Investors are piling into the bonds that were most battered by the coronavirus pandemic as a vaccine-fueled recovery trade ripples across assets.
The iShares U.S. Fallen Angels USD Bond ETF (ticker FALN) -- which tracks U.S. corporate bonds that have lost the investment-grade status -- posted a record weekly inflow of $478 million, followed by another $93 million influx at the start of this week, according to data compiled by Bloomberg. That demand doubled the fund’s assets to more than $1 billion.
There were twice as many downgrades to American companies in 2020 than in 2019 due to the pandemic’s economic toll. However, with vaccines being rolled out globally, investors have been pouring cash into areas of the market that bore the brunt of last March’s hit. That has benefited junk bonds and so-called fallen angels, which experience mechanical selling after being booted from high-grade indexes, according to Peter Tchir of Academy Securities. While the rally has been “impressive” so far, there’s still room to go, he said.
“Buy anything with a Covid discount still built in -- that should dissipate over time,” said Tchir, the firm’s head of macro strategy. “The fallen angel can cause forced selling originally based on rating, and there was some real fear, so they had a lot of room to outperform.”
FALN has surged over 50% since the Federal Reserve announced its credit-market backstop in late March. The ETF’s biggest holding is a 2023 Carnival Corp. bond, thanks to a June downgrade from S&P Global Ratings, citing that the cruise line operator’s credit metrics were likely “to remain very weak through at least 2021.”
But now, after a flurry of vaccine breakthroughs in November, investors are going full-bore on the reflation trade. Small-cap stocks -- a laggard for most of 2020 -- have surged past broader market indexes, while breakeven inflation expectations climb to multi-year highs.
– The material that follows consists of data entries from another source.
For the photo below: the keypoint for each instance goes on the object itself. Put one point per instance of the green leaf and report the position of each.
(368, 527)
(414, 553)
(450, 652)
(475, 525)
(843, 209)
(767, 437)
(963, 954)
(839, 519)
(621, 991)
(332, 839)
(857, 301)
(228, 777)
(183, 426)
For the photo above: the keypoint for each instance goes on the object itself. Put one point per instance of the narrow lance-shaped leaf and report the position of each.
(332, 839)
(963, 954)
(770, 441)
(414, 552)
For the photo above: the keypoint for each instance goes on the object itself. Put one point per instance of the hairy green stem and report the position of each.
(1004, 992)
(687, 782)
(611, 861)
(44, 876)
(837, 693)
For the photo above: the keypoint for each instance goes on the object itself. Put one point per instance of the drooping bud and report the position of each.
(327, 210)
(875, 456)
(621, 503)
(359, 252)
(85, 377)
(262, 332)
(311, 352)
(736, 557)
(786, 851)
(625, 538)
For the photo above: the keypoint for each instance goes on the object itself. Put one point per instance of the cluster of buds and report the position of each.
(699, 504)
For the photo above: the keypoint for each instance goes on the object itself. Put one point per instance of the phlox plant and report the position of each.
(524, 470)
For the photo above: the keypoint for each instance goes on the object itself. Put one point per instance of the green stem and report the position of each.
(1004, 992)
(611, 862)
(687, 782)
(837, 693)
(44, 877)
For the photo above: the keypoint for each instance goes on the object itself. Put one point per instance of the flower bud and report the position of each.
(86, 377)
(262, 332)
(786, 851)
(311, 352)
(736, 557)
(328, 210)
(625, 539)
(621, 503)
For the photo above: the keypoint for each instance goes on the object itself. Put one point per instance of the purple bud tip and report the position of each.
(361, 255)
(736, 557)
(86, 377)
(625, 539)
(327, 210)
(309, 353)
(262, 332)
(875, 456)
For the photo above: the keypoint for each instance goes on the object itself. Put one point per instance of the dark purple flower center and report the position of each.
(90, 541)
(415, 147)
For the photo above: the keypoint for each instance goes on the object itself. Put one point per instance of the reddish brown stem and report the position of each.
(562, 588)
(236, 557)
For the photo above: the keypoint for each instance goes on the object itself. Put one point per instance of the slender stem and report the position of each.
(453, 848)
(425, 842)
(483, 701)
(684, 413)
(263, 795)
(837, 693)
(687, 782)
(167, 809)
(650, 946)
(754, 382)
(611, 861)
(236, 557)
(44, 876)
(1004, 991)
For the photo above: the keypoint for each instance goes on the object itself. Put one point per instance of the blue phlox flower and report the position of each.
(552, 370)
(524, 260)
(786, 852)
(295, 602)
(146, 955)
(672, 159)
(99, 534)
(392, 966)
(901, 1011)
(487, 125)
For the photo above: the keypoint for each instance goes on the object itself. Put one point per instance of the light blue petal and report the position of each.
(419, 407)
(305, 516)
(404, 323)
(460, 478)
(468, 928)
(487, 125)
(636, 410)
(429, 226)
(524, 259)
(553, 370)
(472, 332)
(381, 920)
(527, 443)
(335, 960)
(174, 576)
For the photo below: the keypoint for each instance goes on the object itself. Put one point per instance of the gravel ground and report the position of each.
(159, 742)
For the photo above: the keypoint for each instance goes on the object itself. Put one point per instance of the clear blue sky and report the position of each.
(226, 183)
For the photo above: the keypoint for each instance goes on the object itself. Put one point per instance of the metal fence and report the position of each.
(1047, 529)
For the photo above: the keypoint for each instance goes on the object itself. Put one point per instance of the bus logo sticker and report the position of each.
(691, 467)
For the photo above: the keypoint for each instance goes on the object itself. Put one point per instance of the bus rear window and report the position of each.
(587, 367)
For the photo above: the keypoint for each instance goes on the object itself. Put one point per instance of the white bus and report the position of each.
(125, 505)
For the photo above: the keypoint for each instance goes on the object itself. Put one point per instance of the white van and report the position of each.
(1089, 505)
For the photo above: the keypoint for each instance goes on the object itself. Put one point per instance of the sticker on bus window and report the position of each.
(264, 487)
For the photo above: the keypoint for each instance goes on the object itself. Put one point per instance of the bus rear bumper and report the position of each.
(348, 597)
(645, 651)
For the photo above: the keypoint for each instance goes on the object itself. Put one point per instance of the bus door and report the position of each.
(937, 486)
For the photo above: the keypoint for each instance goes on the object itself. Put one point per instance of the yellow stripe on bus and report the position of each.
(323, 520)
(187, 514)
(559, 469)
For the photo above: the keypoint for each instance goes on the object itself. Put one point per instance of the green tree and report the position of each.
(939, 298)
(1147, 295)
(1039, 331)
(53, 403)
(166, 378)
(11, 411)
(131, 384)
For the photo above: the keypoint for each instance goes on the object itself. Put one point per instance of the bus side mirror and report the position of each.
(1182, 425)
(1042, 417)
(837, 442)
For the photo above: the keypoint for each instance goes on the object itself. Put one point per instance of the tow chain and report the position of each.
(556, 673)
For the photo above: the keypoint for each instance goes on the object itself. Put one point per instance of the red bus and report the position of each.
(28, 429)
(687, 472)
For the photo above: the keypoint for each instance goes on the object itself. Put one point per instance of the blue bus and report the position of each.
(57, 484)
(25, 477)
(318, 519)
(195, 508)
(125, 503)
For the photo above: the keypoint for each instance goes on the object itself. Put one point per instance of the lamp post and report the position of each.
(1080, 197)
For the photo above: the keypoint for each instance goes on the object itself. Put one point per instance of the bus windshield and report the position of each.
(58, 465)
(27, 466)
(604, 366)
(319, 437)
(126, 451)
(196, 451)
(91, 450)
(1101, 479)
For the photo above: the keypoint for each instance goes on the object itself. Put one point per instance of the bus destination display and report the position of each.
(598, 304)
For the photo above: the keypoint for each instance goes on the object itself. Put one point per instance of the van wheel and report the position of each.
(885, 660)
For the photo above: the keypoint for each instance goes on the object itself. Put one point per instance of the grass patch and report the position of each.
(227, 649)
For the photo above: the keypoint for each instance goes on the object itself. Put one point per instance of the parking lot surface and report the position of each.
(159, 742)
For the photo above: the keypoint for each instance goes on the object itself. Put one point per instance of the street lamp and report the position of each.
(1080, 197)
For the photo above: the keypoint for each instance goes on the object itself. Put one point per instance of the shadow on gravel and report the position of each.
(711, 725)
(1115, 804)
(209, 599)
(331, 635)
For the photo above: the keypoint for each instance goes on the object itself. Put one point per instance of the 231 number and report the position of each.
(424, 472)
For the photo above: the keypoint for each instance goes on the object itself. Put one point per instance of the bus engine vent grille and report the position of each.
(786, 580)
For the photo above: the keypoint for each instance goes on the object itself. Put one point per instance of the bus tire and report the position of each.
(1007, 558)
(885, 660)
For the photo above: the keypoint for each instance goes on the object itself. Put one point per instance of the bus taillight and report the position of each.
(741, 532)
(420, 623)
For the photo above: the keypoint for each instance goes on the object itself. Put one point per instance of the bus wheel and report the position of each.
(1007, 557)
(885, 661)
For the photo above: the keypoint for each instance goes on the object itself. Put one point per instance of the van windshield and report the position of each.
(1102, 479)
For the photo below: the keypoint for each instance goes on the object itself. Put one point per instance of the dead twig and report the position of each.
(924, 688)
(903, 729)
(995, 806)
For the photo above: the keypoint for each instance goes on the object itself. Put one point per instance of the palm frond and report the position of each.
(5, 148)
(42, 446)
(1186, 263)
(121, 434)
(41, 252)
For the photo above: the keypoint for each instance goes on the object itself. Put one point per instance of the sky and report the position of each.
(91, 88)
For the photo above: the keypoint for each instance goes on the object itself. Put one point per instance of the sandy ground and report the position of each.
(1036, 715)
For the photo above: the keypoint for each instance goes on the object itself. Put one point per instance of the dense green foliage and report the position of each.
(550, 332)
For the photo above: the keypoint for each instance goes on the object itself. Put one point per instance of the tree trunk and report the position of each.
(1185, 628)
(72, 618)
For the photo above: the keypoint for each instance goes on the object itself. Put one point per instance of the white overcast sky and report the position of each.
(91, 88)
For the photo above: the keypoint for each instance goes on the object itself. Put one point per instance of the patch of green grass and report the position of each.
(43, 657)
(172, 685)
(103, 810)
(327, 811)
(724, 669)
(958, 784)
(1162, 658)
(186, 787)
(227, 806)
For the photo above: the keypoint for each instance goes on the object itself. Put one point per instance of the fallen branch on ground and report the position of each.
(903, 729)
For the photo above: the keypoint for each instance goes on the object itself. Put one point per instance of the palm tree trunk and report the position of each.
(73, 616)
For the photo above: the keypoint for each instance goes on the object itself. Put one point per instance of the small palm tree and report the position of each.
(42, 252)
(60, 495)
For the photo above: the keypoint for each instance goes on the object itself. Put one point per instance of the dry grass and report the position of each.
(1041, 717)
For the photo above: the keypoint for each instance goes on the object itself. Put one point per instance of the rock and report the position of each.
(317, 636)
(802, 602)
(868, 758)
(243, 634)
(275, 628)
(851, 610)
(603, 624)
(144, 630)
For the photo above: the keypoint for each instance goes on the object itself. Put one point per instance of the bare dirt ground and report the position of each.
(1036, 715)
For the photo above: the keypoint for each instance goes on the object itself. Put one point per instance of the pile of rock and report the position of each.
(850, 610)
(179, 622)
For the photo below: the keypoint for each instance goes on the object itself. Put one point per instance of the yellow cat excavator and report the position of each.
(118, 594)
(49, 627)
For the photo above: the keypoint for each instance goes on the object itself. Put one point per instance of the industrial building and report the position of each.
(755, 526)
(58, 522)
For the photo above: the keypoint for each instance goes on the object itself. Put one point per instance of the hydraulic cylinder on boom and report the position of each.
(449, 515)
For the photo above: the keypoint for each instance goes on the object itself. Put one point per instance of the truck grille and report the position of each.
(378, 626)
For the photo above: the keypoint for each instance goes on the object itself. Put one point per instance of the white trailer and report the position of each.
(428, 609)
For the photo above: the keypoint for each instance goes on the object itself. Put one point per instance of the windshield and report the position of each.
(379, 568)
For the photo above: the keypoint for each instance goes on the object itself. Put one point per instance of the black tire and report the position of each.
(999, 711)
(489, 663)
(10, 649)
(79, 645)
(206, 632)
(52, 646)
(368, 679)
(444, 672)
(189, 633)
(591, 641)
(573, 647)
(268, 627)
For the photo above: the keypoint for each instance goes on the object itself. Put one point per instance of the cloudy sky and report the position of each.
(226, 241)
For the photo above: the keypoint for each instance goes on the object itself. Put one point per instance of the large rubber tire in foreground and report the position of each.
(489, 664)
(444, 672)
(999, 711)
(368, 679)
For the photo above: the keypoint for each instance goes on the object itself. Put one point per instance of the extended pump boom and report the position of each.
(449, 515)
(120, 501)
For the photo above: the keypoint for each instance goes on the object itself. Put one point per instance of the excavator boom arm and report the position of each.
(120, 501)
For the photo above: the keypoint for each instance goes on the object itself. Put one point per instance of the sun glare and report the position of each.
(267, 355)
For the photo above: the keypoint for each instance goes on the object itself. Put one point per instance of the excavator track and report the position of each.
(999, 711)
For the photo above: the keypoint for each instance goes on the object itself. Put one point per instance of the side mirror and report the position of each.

That narrative, along with an ongoing hunt for yield, has boosted the appeal of recently downgraded debt, according to Wells Fargo Investment Institute.
“The whole script flipped in early November,” said Sameer Samana, senior global market strategist at the firm. “Investors are betting that a re-opening of the global economy, along with the reflationary trends that we’re seeing, will lead to spread tightening and credit rating upgrades.”
This article was provided by Bloomberg News.